Hemen, Karabasan ve Dehşet’in her ikisi de ellerini uzatıp Korkuluk’un elinden gözü kapmak için hevesle yokladılar. Her ikisi de kör olduğu için Korkuluk’un elini bulmaları hiç de kolay değildi ve Korkuluk da o esnada gözü elinde tuttuğu için diğer iki kardeşi kadar kördü. Elleri gözü bir türlü bulamıyordu. Böylece, siz sevgili okurlarımın bir bakışta anlayabileceği gibi, bu üç yaşlı hanım tuhaf bir karışıklığın içinde buldular kendilerini. Korkuluk onu elinde tutarken, göz parlamasına ve bir yıldız gibi ışımasına rağmen Gri Kadınlar en ufak bir ışıltıyı bile yakalayamıyorlardı, çünkü görme arzusuyla öyle sabırsızdılar ki, her biri karanlıkta kalmıştı.
Quicksilver, Dehşet ve Karabasan’ın gözü yakalamaya çalışmasından ve sürekli suçu birbirlerine atmasından dört köşe olmuştu. Bir kahkaha patlatmamak için kendini zor tutuyordu.
“Şimdi senin sıran,” diye fısıldadı Perseus’a. “Acele et, ikisinden biri gözü alıp kafalarına yerleştirmeden önce yaşlı kadınlara doğru git ve gözü Korkuluk’un elinden kap!”
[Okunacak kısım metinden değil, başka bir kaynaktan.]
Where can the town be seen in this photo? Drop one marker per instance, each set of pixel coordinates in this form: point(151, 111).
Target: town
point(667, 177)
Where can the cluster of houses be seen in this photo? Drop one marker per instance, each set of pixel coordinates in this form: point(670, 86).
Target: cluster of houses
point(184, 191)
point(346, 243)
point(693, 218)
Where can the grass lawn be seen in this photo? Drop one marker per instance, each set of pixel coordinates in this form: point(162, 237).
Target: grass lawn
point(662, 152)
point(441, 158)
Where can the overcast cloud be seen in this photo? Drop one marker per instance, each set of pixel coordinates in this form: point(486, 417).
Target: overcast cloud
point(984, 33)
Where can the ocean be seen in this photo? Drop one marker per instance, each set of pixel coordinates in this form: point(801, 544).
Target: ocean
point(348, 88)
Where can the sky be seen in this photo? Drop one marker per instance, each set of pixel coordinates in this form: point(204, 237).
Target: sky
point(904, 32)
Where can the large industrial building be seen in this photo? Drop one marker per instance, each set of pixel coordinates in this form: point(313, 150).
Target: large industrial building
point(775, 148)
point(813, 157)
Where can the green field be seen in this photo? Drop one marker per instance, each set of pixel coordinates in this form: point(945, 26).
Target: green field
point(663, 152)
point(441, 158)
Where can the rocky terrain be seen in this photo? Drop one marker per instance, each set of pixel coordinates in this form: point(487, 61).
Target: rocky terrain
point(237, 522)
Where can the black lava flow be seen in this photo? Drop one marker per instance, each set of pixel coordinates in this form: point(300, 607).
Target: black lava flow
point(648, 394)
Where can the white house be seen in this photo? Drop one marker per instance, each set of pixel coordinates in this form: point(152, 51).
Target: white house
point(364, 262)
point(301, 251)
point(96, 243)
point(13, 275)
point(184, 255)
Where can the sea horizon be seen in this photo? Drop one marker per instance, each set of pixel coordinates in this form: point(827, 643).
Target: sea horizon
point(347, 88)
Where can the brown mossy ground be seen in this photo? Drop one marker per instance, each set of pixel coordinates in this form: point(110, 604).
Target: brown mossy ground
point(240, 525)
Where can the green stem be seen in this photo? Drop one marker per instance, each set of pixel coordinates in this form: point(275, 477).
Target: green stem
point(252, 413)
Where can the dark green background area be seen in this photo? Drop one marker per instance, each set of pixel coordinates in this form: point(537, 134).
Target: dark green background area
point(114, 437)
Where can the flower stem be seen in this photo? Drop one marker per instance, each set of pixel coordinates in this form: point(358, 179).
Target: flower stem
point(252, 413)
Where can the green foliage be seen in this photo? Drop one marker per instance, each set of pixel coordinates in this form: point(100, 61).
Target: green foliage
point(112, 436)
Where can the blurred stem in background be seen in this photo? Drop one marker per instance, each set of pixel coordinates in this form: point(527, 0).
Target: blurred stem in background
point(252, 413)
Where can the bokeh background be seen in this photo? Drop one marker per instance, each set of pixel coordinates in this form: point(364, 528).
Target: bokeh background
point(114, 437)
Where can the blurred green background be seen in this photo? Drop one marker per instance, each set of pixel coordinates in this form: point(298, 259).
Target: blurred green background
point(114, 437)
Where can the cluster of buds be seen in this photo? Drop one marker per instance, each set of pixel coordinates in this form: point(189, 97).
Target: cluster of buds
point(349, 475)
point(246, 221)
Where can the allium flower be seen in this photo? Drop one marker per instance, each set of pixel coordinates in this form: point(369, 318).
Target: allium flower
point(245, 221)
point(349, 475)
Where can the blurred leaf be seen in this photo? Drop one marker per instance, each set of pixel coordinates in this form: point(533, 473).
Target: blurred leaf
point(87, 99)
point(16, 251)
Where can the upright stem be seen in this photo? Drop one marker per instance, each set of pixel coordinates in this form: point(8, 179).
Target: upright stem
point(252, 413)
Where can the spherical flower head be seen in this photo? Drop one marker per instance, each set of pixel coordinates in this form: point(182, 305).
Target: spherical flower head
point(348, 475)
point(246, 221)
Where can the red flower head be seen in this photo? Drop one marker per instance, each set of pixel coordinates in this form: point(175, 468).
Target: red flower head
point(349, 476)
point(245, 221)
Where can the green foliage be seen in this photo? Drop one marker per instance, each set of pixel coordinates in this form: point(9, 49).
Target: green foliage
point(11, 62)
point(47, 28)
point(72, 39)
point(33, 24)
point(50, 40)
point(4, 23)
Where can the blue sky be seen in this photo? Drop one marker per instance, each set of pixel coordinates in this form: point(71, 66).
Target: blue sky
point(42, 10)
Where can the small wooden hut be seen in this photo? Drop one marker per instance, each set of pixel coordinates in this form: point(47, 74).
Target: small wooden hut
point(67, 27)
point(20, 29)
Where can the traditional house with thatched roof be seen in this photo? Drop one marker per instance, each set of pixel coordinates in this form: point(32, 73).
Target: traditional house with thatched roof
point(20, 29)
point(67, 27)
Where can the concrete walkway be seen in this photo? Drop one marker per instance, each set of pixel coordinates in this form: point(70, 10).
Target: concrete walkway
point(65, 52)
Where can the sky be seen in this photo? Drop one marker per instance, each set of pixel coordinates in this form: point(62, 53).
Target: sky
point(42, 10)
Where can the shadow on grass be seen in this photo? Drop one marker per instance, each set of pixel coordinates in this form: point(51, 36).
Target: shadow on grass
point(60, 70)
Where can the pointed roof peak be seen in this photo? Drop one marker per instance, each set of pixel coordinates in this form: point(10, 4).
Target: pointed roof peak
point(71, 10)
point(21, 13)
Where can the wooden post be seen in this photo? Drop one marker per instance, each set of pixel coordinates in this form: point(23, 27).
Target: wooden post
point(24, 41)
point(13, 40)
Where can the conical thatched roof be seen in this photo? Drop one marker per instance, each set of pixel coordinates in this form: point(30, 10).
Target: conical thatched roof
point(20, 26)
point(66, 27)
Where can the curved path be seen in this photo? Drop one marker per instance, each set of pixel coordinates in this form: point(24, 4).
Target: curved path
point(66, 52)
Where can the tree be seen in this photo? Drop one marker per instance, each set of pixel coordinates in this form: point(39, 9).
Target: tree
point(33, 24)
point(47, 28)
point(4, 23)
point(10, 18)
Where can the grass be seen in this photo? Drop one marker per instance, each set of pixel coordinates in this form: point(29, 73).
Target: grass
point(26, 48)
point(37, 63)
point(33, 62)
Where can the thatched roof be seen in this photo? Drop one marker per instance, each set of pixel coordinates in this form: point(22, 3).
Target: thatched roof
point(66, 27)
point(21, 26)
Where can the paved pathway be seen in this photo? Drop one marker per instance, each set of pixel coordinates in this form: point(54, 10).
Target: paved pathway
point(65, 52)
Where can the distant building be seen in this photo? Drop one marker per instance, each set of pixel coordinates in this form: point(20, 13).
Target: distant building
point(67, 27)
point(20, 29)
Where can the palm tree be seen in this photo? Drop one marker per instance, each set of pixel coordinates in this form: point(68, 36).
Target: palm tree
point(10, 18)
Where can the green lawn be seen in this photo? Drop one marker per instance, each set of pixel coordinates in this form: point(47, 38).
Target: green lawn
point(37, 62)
Üç Gri Kadın hâlâ bağrışırken, Perseus bir anda çalılıkların arasından fırladı ve ödülü kaptı. Elinde tuttuğu bu olağanüstü göz ışıl ışıl parlıyordu, sanki bir çift gözkapağına sahip olmuş olsaydı göz kırpacakmış gibi bilmiş bir havayla Perseus’a bakıyordu. Fakat Gri Kadınlar’ın ne olduğuna dair hiçbir fikri yoktu, her biri gözü bir diğeri aldı zannediyordu ve yeni bir münakaşa başladı aralarında. Perseus bu üç saygıdeğer hanımı daha büyük anlaşmazlıklara düşürmemek için onlara konuyu açmanın en doğrusu olacağını düşündü.
“Güzel hanımlar,” dedi. “Yalvarırım birbirinize kızmayınız. Eğer hatalı biri varsa o da benim; sizin mükemmel ve göz kamaştırıcı gözünüzü elimde tutma şerefine nail olduğum için!”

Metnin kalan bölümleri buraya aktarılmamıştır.